Hay un dicho italiano
que dice: “la madre de la ignorancia está siempre embarazada”. Aquella, la
ignorancia, parece ser que en España, entre sus clases más señaladas, recibió
de manos de los próceres gloriosos de la dictadura el premio a la fertilidad,
aquel que se daba a las familias numerosas del desarrollismo de los años
cincuenta y sesenta cuando se incrementaba la familia, como si un hubiera un
mañana, para mayor gloria del método Ogino, el preferido por la iglesia
católica. Aquella coneja de clase alta, opusdeística, de embarazo continuo,
bilateral y, a veces, multilateral, gozosa que siempre fue y es, nos legó a los
españoles de hoy en día un abanico de generaciones que, sin haberlo merecido,
estamos sufriendo en la actualidad en mayor o menor medida.
Llamados
sus hijos a formar parte con el paso de los años de las clases dirigentes de
este país, muchos de ellos eligieron la carrera política como forma de vida. Una
carrera, dicho sea de paso, que parece ser que estudiaron hasta el final sin solicitar
una beca que llevarse a la boca, debe ser cosa de la estirpe, carpetovetónica
diría yo, como ha dicho el nunca suficientemente ponderado presidente del
gobierno español, Mariano Rajoy, y entre los ratos libres que les dejaban el
partido de tenis de la mañana y el cóctel de la tarde.
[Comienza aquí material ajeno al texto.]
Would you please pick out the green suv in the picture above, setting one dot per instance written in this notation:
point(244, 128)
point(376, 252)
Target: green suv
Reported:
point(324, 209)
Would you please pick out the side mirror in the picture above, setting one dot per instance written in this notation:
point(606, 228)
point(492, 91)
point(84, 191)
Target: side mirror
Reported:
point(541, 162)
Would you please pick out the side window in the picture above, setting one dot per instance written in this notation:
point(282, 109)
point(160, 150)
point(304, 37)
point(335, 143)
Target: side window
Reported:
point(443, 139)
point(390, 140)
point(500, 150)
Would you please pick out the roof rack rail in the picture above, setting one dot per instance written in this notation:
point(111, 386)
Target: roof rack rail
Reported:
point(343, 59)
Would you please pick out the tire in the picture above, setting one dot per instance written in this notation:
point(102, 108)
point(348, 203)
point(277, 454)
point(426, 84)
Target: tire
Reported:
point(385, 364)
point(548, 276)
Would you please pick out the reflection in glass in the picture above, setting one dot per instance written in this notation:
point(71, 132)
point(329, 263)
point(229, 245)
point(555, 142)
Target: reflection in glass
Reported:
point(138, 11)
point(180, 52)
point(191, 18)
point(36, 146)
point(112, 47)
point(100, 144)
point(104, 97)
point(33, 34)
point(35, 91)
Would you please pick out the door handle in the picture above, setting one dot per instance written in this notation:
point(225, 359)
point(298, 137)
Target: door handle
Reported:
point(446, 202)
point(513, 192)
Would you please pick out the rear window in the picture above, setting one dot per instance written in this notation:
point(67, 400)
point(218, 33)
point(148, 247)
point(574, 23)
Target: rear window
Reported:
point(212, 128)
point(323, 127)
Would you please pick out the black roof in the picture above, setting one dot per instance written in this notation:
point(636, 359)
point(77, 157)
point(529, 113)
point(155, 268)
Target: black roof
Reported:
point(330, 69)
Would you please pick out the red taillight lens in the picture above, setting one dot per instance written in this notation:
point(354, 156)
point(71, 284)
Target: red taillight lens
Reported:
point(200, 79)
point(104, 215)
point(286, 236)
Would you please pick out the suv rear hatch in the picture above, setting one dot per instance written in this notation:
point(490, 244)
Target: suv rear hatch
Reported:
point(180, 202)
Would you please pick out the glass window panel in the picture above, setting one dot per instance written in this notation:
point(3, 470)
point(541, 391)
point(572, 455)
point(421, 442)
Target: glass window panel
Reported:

En caso de dificultad,
ya haría papa una llamada provocadora de matrículas de deshonor. Realmente, la
beca para ricos. Pero de entre todos los hijos de la mama ignorancia, uno ha
destacado, si eso es posible entre tanto sabio de barrio alto, por encima de
los demás: el actual ministro de educación, José Ignacio Wert.
Para
alguien como él, que ha mamado la exclusividad de la universidad española en
sus años de estudiante, tiempos de dictadura y expulsión, debe ser difícil de
digerir que en la actualidad los hijos de los trabajadores puedan asistir a
ella, con no poco sacrificio de sus padres, a través de las becas concedidas
por el estado. Su intento de suprimir dicha vía de acceso no es más que la
constatación de facto del ideario partidista que la sustenta desde el gobierno
del que forma parte, un ideario plagado de tics de supremacía, intolerancia,
exclusividad y discriminación de los menos afortunados en sus ingresos. Un
peldaño más en la escalada de descalificaciones de la educación pública, en sus
más diversos estratos, con el objetivo de su minimización y posterior
eliminación, instaurando el imperio de la riqueza y la renta como medida de
inteligencia y valoración de expediente escolar.
Pero
lo que su propuesta sobre las becas demuestra es que esta forma de selección
universitaria, a la que solamente pueden acceder los más ricos, no por su
inteligencia, sino por su dinero, no funciona. Y este personaje es un ejemplo. Sus
continuas propuestas de reforma de la educación española han encontrado, no ya
el rechazo de la mayoría de los ciudadanos, que se sienten expulsados del
sistema, sino de dirigentes de su propio partido, sobre todo en las autonomías,
que deben sentir repugnancia y asco ante la desfachatez de lo obvio: la
expulsión radical del sistema educativo universitario de la mayoría del pueblo
español en beneficio de una clase social, la suya, parasitaria y oligarca del trabajo
de aquellos a los que expulsa. Estos últimos no sin cierta culpa, ante la
resignación con la que reciben en su mayoría las continuas resoluciones del
gobierno que les impiden el acceso a aquellos derechos que toda democracia debe
proteger: educación, sanidad, justicia, trabajo, etc.
Al
final, ya no sé si fue la madre de la ignorancia, la madre de la estupidez o la
madre que lo pario, la culpable de todo esto. Pero cuando después de casi dos
años de este gobierno y de todo lo dicho anteriormente, todavía consigue un
veintitantos por ciento de intención de voto, algo deberemos estar haciendo mal
o es que todos somos hijos de la misma madre. A
fin de cuentas, como dijo el poeta Boileau: “un imbécil siempre
encuentra a otro imbécil que le admira”.